Obscure startup wins prestigious CES 2024 award — you’ve probably never heard of it, but Panmnesia is the company that could make ChatGPT 6 (or 7) times faster
The coveted Innovation Award at the upcoming Consumer Electronics Show (CES) 2024 event in January has been scooped by a Korean startup for its AI accelerator.
Panmnesia has built its AI accelerator device on Compute Express Link (CXL) 3.0 technology, which allows an external memory pool to be shared with host computers and components such as the CPU, which can translate into virtually unlimited memory capacity. This is thanks to the integration of a CXL 3.0 controller in the accelerator chip.
CXL is used to connect system devices including accelerators, memory expanders, processors, and switches.
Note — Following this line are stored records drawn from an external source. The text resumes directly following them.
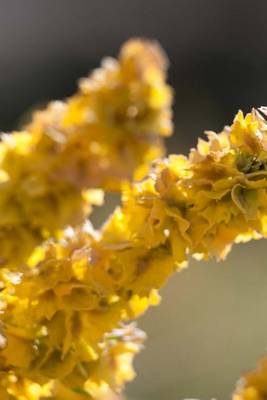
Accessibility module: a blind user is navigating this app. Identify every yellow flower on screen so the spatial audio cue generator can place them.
[0,39,172,269]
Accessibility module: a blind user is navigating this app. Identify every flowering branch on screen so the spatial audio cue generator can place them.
[0,105,267,400]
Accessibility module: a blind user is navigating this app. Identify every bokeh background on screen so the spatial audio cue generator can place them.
[0,0,267,400]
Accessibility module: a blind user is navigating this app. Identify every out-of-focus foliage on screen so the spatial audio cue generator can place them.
[0,40,267,400]
[0,40,172,268]
[0,102,267,400]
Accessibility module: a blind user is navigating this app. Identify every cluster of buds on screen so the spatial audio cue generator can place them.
[0,40,172,269]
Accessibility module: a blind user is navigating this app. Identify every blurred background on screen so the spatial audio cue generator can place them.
[0,0,267,400]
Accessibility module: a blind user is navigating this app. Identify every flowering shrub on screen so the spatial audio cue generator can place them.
[0,40,267,400]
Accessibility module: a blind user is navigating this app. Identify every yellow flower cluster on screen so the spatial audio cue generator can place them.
[0,109,267,400]
[233,357,267,400]
[0,39,172,268]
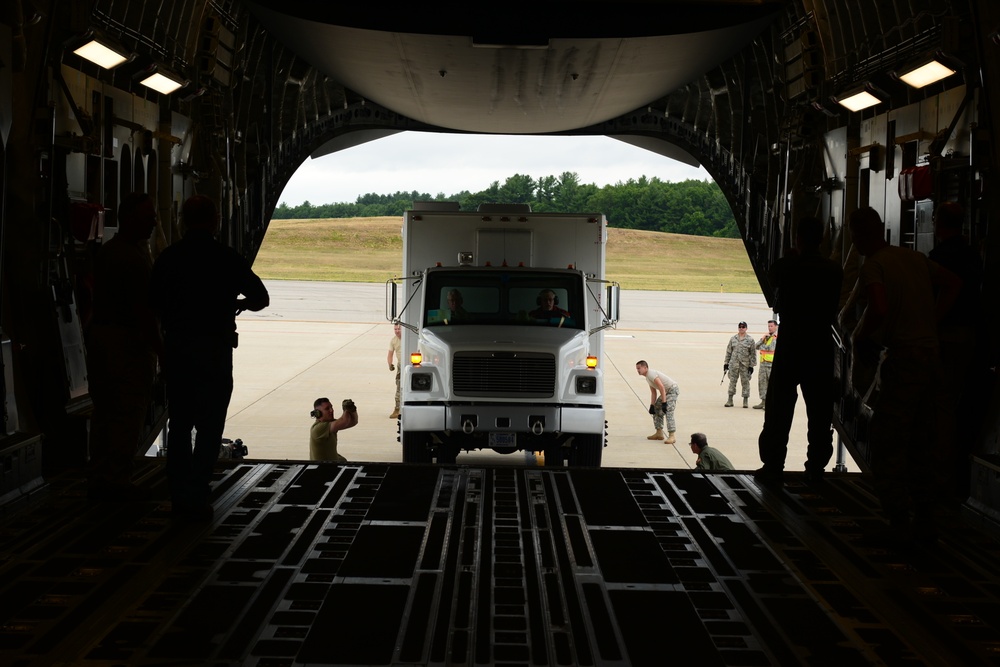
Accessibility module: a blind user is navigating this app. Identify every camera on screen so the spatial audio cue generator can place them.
[219,438,249,459]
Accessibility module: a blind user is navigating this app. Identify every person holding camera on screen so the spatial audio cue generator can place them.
[309,398,358,463]
[385,322,403,419]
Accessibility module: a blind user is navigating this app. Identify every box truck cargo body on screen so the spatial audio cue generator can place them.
[387,202,619,466]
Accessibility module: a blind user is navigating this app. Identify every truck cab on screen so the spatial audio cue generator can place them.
[387,201,619,466]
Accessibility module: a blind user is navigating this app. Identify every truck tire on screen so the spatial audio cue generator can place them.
[399,431,433,463]
[437,445,459,465]
[572,433,604,468]
[543,443,566,468]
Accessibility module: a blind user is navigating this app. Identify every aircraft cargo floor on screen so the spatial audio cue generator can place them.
[0,461,1000,666]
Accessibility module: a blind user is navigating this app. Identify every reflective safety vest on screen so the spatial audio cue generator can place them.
[760,335,777,364]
By connecting multiple accelerators and memory expanders using CXL switches, the technology can provide sufficient memory to an intensive system for AI applications.
What CXL 3.0 means for LLMs
Using CXL 2.0 in these types of devices would allow certain hosts to access their dedicated portion of the pooled external memory, while the latest generation of hosts would allow access to the entire pool as and when needed.
“We believe our CXL technology will be a cornerstone for the next generation AI acceleration system,” said Panmesia founder and CEO Myoungsoo Jung in a statement rack.
“We remain committed to revolutionizing not only the AI acceleration system, but also other general environments such as data centers, cloud computing and high-performance computing.”
Panmnesia's technology works similar to how clusters of servers can share external SSDs to store data, and would be especially useful for servers as they often need access to more data that they can store in onboard memory.
This device is purpose-built for large-scale AI applications – and its makers claim that it is 101 times faster at performing AI-based search functions than conventional services, which use SSDs to store data, linked over networks. The architecture also minimizes energy costs and operational expenses.
If used in the configuration of servers that use OpenAI, for example, to host large language models (LLMs) such as ChatGPT, alongside hardware from other vendors, it could dramatically improve the performance of these models.